The coding system used is called Regular Pulse Excitation Long-Term Prediction (RPE-LTP). Basically, it uses previous samples to predict what the next sounds will be, and uses that as a basis for working out how best to turn it into data.
The handset chops the sound into 20ms samples, which are passed to the encoder, running at 13kbps. This means that the result is 260 bits of sampled data.
It chooses the most important 50 bits and encodes them with 3 parity bits for error correction. The next 132 bits are added without parity bits, and the result is encoded before the least important 78 bits are added.
At the other end, if the important Top 50 data bits are corrupted, they are discarded, and the Top 50 from the previous data burst are reused instead. This is what causes the metallic twang echo sound of a poor GSM connection. Better than no sound at all, though!
This 456bit long block of data, representing 20ms of sound, is then split up and shared across four pairs of 57bit data bursts. By being interleaved in this way, lost data will make a section fuzzy instead of losing the whole of a smaller section.
The data is encrypted before being sent. See the Encryption page for details of this.

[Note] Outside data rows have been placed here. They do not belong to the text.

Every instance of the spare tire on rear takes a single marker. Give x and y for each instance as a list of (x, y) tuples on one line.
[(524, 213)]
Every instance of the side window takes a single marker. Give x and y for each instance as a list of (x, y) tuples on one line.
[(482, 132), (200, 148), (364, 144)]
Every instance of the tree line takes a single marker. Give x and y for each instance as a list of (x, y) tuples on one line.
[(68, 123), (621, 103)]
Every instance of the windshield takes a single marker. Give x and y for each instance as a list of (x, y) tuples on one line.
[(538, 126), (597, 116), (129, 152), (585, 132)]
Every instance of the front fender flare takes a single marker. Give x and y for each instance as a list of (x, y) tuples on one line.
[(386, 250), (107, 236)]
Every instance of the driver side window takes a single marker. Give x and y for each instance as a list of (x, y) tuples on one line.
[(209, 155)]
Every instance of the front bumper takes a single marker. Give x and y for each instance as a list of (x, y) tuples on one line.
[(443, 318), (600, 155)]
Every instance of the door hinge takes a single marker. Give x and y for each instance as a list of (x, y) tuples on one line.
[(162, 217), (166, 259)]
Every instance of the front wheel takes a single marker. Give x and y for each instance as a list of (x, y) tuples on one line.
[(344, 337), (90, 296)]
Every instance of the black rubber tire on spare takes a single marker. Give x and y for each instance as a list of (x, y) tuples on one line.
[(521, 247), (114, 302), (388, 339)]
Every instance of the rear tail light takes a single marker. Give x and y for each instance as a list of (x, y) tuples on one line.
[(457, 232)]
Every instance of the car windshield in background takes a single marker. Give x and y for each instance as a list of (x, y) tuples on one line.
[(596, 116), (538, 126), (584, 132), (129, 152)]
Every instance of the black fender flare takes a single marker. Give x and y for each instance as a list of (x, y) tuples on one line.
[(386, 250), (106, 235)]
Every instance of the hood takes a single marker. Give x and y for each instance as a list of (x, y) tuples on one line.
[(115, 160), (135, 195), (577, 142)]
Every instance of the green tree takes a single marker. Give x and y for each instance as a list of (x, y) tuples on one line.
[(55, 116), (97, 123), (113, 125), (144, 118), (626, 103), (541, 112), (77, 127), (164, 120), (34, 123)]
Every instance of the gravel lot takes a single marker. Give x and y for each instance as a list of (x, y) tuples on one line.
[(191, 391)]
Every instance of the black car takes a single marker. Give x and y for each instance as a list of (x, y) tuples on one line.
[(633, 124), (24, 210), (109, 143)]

The data is sent over the radio link using a modulation system called Gaussian Modulation Shift Keying (GMSK). This belongs in the air interface as much as it does here, but the mathematics involved are enough to make your head spin, and it isn’t explained further in either place. Sorry.
A similar process goes on at the other end to reverse the coding and restore audio tones.
All this processing and interleaving causes a time delay, and unless measures are taken to prevent it, there can be a problem with echo. Handsets are designed so that they do not pass sound from the earpiece to the microphone, and there are echo-suppressors built into the network, but they can only do so much. If echo is a problem, it is often because the earpiece volume is set too high, or because a phone case is reflecting earpiece sound back to the microphone.